The Fed Raises Rates
As we now know, the Federal Open Markets Committee ("the Fed") has decided to raise the federal funds rate to a target of 2% - 2.5%, an increase of 0.25% from the last meeting. This decision was largely expected and essentially baked into the market. We are nearly three years into the tightening cycle that the Fed embarked on in January of 2016. While there have been some bumps in the road along the way, the stock market has seemingly been unfazed by the increases in the federal funds rate for the past 3 years, with the S&P 500 posting double digit gains in 2016 and 2017.
Stocks gave back most of their gains on the day after the 2 PM announcement. At that time, the Dow Jones Industrial Average, S&P 500 and the NASDAQ were in the green for the day. By market close, all three major indices posted losses between -0.20% to -0.50%. What was more surprising was the drop in interest rates all along the yield curve. The 10 year, which is a benchmark duration for interest rates was off 3-4 basis points (0.0003 - 0.0004) from 3.08% to 3.05% to end the day.
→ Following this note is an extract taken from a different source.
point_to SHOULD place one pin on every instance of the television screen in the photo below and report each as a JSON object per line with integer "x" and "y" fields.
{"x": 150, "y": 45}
Many financial pundits will likely start talking about the yield curve inverting. For those that are not familiar with what this is, an inversion of the yield curve happens when short term interest rates, say 2 year bonds, have a higher yield than their longer term counterparts, say 5 year, 10 year or 30 year bonds. Generally, yield curve compression (10 year rate minus 2 year rate), or outright curve inversion, happen when A) shorter term rates are going up faster than longer term rates, B) longer term rates are falling faster than shorter term rates or C) a combination of short term rates going up while longer term rates are going down. The Fed has the most influence on the shorter end of the yield curve, while the market generally dictates where longer term rates trade. Many pundits may argue that "this time is different" (famous last words), but the fact of the matter is that more times than not, a yield curve inversion is generally not a good environment for stocks, especially high beta and growth stocks. In a strong and healthy economy, an increase in interest rates is warranted, as to not overheat the economy. However, with growth accelerating for 8 straight quarters, which could be 9 straight once we get the data for the third quarter of 2018, this could be the making of a perfect storm for stocks with GDP growth, earnings and inflation peaking and starting to roll over in the 4th quarter of 2018.